With respect to records of arrest, often known as “booking records”, according to the New York Fair Trial Free Press Conference, an association consisting of leading judges, law enforcement officials and representatives of the news media that develop commonly recognized and accepted guidelines:
“When and after an arrest is made, the following information should be made available for publication:
(a) The accused’s name, age, residence, employment, marital status and similar background information.
(b) The substance or text of the charge such as a complaint, indictment, information and, where appropriate, the identity of the complainant.
(c) The identity of the investigating and arresting agency and length of the investigation.
(d) The circumstances immediately surrounding the arrest, including the time and place of arrest, resistance, pursuit, possession and use of weapons and a description of items seized at the time of arrest.”
The guideline referenced above is similar to the requirements imposed by §500-f of the Correction Law, which applies to county jails and is entitled “Record of commitments and discharges”.
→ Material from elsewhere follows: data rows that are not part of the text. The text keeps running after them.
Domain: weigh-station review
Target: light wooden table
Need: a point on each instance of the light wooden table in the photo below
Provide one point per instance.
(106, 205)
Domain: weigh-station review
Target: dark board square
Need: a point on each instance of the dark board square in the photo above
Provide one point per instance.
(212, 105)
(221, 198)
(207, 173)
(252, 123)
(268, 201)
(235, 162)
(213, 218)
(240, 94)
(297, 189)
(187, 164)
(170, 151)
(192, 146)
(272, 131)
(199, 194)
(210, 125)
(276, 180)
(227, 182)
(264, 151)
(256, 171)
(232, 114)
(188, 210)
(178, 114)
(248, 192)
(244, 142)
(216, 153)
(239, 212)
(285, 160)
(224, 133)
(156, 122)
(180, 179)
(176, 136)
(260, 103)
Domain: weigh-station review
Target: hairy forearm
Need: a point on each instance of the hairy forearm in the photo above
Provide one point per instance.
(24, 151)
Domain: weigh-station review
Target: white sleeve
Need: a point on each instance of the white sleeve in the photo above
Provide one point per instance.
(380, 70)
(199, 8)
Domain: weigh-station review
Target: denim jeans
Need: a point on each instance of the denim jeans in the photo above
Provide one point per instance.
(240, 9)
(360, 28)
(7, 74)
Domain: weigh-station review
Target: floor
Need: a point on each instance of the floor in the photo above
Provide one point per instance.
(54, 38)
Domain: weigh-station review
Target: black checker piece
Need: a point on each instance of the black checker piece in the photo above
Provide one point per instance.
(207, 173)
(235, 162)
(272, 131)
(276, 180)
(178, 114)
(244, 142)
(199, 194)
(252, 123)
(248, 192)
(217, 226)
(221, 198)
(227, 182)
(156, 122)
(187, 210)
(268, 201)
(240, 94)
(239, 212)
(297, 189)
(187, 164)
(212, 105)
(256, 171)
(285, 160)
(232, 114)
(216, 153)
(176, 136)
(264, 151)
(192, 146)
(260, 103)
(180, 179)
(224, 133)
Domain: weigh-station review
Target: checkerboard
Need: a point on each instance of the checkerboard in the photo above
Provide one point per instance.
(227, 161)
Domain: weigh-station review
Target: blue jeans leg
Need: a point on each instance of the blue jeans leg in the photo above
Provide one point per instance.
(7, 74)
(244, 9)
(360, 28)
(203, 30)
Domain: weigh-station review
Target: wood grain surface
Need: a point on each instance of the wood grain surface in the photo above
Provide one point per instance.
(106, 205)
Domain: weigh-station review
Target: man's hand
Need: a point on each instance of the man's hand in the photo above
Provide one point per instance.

“Each keeper shall keep a daily record, to be provided at the expense of the county, of the commitments and discharges of all prisoners delivered to his charge, which shall contain the date of entrance, name, offense, term of sentence, fine, age, sex, place of birth, color, social relations, education, secular and religious, for what any by whom committed, how and when discharged, trade or occupation, whether so employed when arrested, number of previous convictions. The daily record shall be a public record, and shall be kept permanently in the office of the keeper."
When the items described above are available from a county jail, I believe that equivalent information maintained by a law enforcement agency also must be disclosed.
I hope that I have been of assistance.